High/ultrahigh field MR scanner technology emerged in the 1990s and the extraordinary sensitivity gain of 17O detection at higher field observed in 2001 have stimulated new interests and efforts in the field of in vivo 17O MRS research [24, 25]. After more than ten years of technology development and validation, the in vivo 17O MRS/MRI methodology has now been established as a valuable tool for studying cerebral oxygen metabolism in preclinical animal models and in human brains under various physiopathological conditions [25–39]. Details of the technology development can be found in several earlier review articles [40–43]. In the present review, we will briefly describe the methodology and its utility for non-invasive investigation and quantitative understanding of the roles of oxygen metabolism in health and disease. The main scope of this review will be on the new advancements and recent applications in this research field.
Methodology Overview
Among the three stable isotopes of oxygen (i.e., 16O, 17O and 18O), 16O represents over 99.7% of the composition, but unfortunately does not possess a nuclear spin; only 17O with a spin number of I=5/2 can be detected by MR. In this section, we will introduce different in vivo 17O MR methods according to their signal sources and/or related uses with either a spectroscopic or imaging approach,.
Steady-state detection of the natural abundance 17O signal
The relative amount of 17O in oxygen in nature is very rare (only 0.037% of total oxygen). Because the concentration of major metabolites is in the range of few millimolar to tens millimolar, long 17O MR acquisition times are required to accumulate reasonable signal for meaningful detection or adequate signal-to-noise ratio (SNR) of oxygen-containing metabolites in tissue samples. Figure 1 illustrates natural abundance in vivo 17O MR spectra obtained in live and postmortem rat brains with a 11.7T scanner that required several million scans over 6 and 14 hours, respectively, in which a number of broad resonances from oxygen in phosphate, sulfonic and carbonyl groups covering a wide chemical shift range are detected [44]. It is clear that the SNR of these natural abundance 17O signals is insufficient for practical applications aiming to monitor oxygen-containing metabolites. The only molecule that can be easily detected by in vivo 17O MRS techniques is water, a major component of the tissue. However, with known water content and molar concentration in different tissues, the natural abundance water signal in 17O MR spectra can serve as an internal reference for quantification purposes. This is an important advantage of the in vivo 17O MR methodology and is crucial for its application.

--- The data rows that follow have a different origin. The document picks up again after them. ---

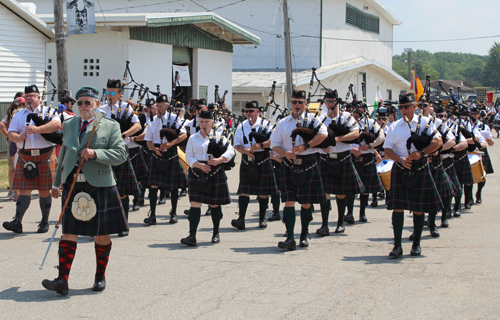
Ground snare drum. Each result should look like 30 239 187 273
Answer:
467 152 486 183
377 159 394 190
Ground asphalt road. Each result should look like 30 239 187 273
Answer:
0 146 500 319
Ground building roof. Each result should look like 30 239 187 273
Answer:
233 58 410 92
0 0 56 40
38 12 260 45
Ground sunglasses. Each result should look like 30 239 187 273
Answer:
76 100 92 107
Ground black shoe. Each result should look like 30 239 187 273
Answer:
92 275 106 291
259 218 267 229
267 211 281 221
389 244 403 259
231 218 245 230
344 214 356 224
42 278 68 295
410 246 422 257
278 239 297 250
2 219 23 233
212 233 220 243
37 222 49 233
181 235 196 247
316 227 330 237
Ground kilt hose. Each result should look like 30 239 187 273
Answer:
61 182 128 237
237 158 278 196
351 153 384 193
442 158 462 195
146 146 188 190
280 159 326 204
112 157 141 197
128 147 148 183
429 155 455 203
11 148 57 190
188 165 231 206
387 158 443 212
319 154 364 195
453 150 474 185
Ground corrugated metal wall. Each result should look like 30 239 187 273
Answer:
130 24 233 52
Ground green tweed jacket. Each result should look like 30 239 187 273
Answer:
52 117 127 188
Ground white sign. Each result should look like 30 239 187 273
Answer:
66 0 95 34
172 64 191 87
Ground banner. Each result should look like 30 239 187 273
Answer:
172 64 191 87
66 0 95 34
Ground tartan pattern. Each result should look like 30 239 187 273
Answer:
280 160 326 204
351 156 384 193
188 167 231 205
112 157 141 197
453 155 474 184
237 158 278 196
387 158 443 212
129 147 148 183
11 149 57 190
62 183 128 236
319 154 368 195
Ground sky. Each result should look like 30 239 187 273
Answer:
379 0 500 55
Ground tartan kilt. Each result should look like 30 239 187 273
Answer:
112 157 141 197
237 158 278 196
387 158 443 212
319 154 364 195
188 167 231 206
128 147 148 183
280 160 327 204
453 154 474 185
443 158 462 196
11 148 57 190
351 156 384 193
61 183 128 236
146 151 188 190
429 155 455 202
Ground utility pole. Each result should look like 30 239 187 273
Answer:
283 0 293 110
54 0 69 99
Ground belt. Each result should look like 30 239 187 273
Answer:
19 147 54 156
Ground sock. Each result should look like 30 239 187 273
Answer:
170 189 179 214
40 196 52 223
188 207 201 237
392 211 404 246
210 206 222 234
259 197 269 220
337 197 348 226
59 240 76 282
16 195 31 223
320 199 332 228
149 188 158 216
283 207 295 240
413 214 425 246
238 196 250 219
94 242 111 278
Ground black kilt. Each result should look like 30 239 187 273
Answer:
112 157 141 197
319 154 364 195
61 183 128 236
237 158 278 196
280 159 326 204
453 153 474 185
351 154 384 193
387 158 443 212
128 147 148 183
146 146 188 190
188 165 231 205
429 155 455 202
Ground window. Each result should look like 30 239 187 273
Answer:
345 3 380 34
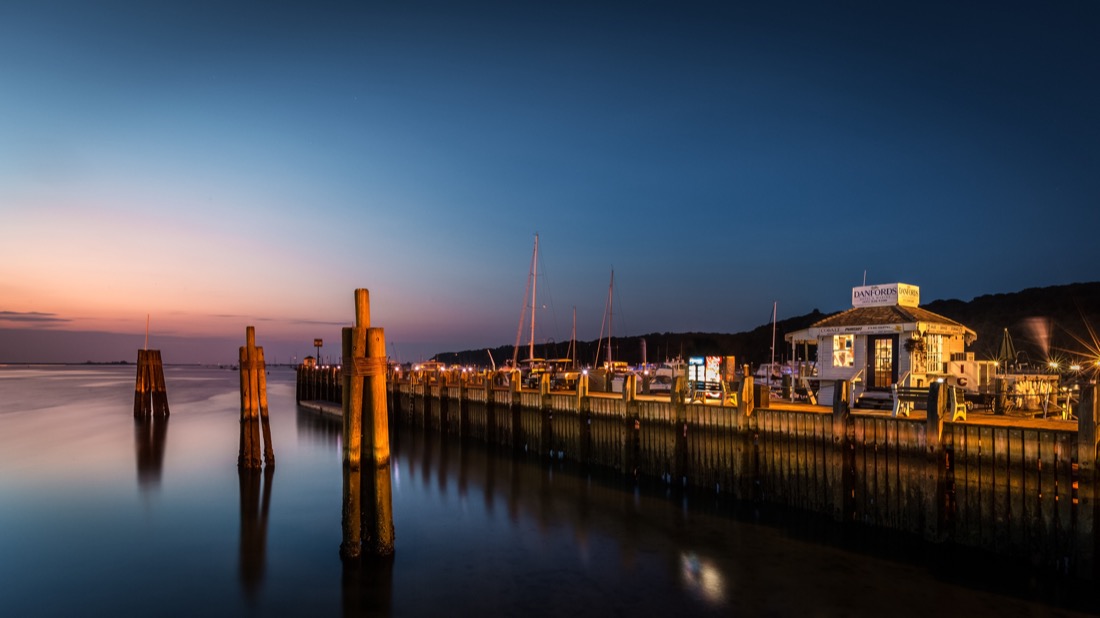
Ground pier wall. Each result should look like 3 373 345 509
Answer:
298 369 1097 578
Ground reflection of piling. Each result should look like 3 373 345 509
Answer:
237 327 275 467
134 350 168 417
237 466 275 599
340 288 394 560
134 415 168 489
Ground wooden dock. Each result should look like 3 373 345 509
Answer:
298 368 1098 578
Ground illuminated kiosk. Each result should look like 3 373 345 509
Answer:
784 284 990 407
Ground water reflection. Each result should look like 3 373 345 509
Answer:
296 406 343 445
340 465 394 616
237 465 275 600
134 415 168 490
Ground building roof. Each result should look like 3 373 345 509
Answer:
810 305 974 332
784 305 977 343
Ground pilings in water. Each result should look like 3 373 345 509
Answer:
134 350 168 418
340 288 394 560
237 327 275 467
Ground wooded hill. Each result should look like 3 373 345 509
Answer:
435 282 1100 366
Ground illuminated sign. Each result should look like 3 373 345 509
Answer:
851 284 921 307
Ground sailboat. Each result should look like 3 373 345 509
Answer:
512 234 546 386
591 268 630 393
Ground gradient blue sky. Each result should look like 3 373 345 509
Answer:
0 0 1100 363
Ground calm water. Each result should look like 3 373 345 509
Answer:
0 366 1096 617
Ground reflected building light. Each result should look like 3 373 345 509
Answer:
680 552 726 604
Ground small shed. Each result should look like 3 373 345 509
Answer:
785 284 977 401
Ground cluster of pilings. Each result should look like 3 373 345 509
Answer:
340 288 394 563
134 350 168 418
237 327 275 468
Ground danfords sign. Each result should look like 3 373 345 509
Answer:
851 284 921 307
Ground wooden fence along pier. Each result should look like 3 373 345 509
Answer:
134 350 168 418
237 327 275 467
298 371 1098 578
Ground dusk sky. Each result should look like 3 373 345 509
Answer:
0 0 1100 363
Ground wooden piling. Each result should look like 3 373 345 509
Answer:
237 327 275 467
1075 384 1100 580
134 350 168 417
363 327 389 466
340 327 371 470
829 379 856 521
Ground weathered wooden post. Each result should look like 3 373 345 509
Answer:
134 350 168 417
921 382 950 542
340 316 371 470
340 288 394 558
237 327 275 467
362 325 389 466
1076 384 1100 580
669 369 686 481
737 365 756 417
829 379 856 521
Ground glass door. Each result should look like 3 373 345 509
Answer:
867 334 898 390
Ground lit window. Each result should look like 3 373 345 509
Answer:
833 334 856 367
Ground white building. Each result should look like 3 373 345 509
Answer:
785 284 977 405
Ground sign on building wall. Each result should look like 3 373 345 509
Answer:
851 284 921 307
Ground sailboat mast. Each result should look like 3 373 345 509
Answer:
607 268 615 369
527 234 539 358
768 300 779 384
569 305 576 368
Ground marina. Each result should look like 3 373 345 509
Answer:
8 364 1100 617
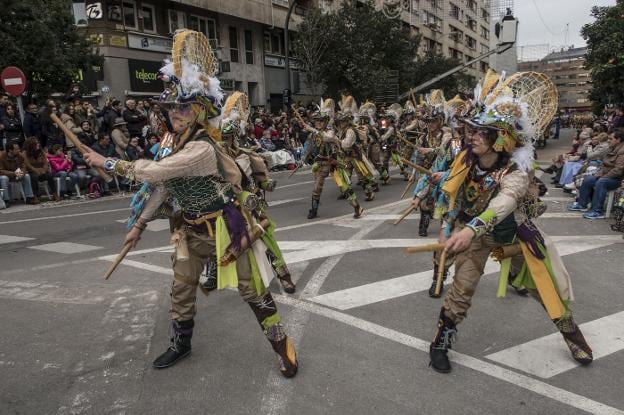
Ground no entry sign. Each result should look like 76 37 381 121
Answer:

Dynamic monitoring of the metabolism of 17O-labled oxygen gas
A unique feature of the in vivo 17O MR technique is its ability to directly and quantitatively monitor the production of metabolic water after the introduction of 17O-labeled oxygen (17O2) gas to an animal or human. It is well known that when oxygen 17O2 molecules enter the blood stream, they are brought to the organ or tissue of interest via effective blood circulation and perfusion. At the cellular level, the oxygen consumption occurs in the mitochondria through cellular respiration that generate 17O-labeled water (H217O); the rate of H217O production reflects the oxygen consumption rate. Since the 17O2 molecules that are either bound to hemoglobin or dissolved in blood are invisible to 17O MR detection, only H217O molecules, the final product of the oxygen metabolism, has an 17O signal; therefore, dynamic in vivo 17O MR measurements can be used to monitor the production of H217O and determine the metabolic rate of oxygen in the targeted tissue or organ. The principle of this technique, the quantification model and corresponding mass balance equation, as well as the simplified method for determining CMRO2 and cerebral blood flow (CBF) in small animal brains via a brief (few minutes) inhalation of 17O2 gas, are schematically illustrated in Figure 2; the detailed methodology and its validity, which has been experimentally verified in rat brains, can be found elsewhere [26, 29, 31, 34, 38–42].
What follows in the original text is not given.